Daily Mail

Stealth tax on families pushes rate up to 65pc

- By James Burton

FAMILIES have been hit by stealth tax rises which mean they hand over 65p in the pound on some of their earnings, experts have said.

Three-child families with one parent earning more than £50,000 a year are hit by the punishing rate because they lose child benefits as well as tipping over into a higher-tax bracket, according to the Institute For Fiscal Studies.

A family with three children gets child benefit equal to £2,500 a year to help cover costs, so long as neither parent earns over £50,000. But this payment is gradually reduced to nothing once one of the parents is earning more than £50,000.

A family where someone is paid £60,000 would lose the full £2,500 benefit, meaning they effectivel­y pay a 25pc tax on £10,000 of their income.
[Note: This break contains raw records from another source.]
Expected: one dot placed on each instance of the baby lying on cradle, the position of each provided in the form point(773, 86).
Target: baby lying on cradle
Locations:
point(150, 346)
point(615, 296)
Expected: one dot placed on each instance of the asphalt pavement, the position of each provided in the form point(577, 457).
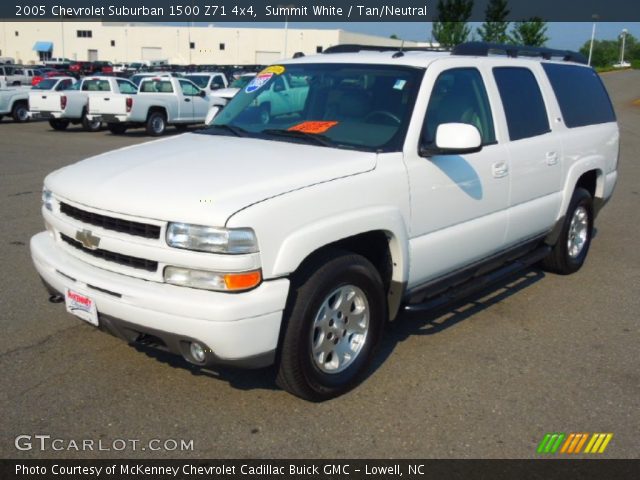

This cash would also be hit with the higher-rate income tax of 40pc – meaning they would pay 65pc in total.

The IFS slammed ministers for failing to fix the quirk, and also failing to increase tax thresholds in line with inflation.

This has meant the number of people paying higher taxes and losing key benefits has surged as their wages nudge them over the limits.

IFS director Paul Johnson said: ‘Recent government­s have, rather stealthily, increased tax rates on high earners and the number of people facing high marginal rates of tax. If government thinks there is a case for more high-income people to pay more tax, it should be upfront about that view.’

In the year before Labour introduced a 50p tax rate for those earning over £150,000, a total of 319,000 people were hit.

Although the Tories later cut the rate to 45p, the £150,000 threshold has not moved. There are now 428,000 people with incomes above that level – but if the threshold had risen with inflation, it would have reached £180,000.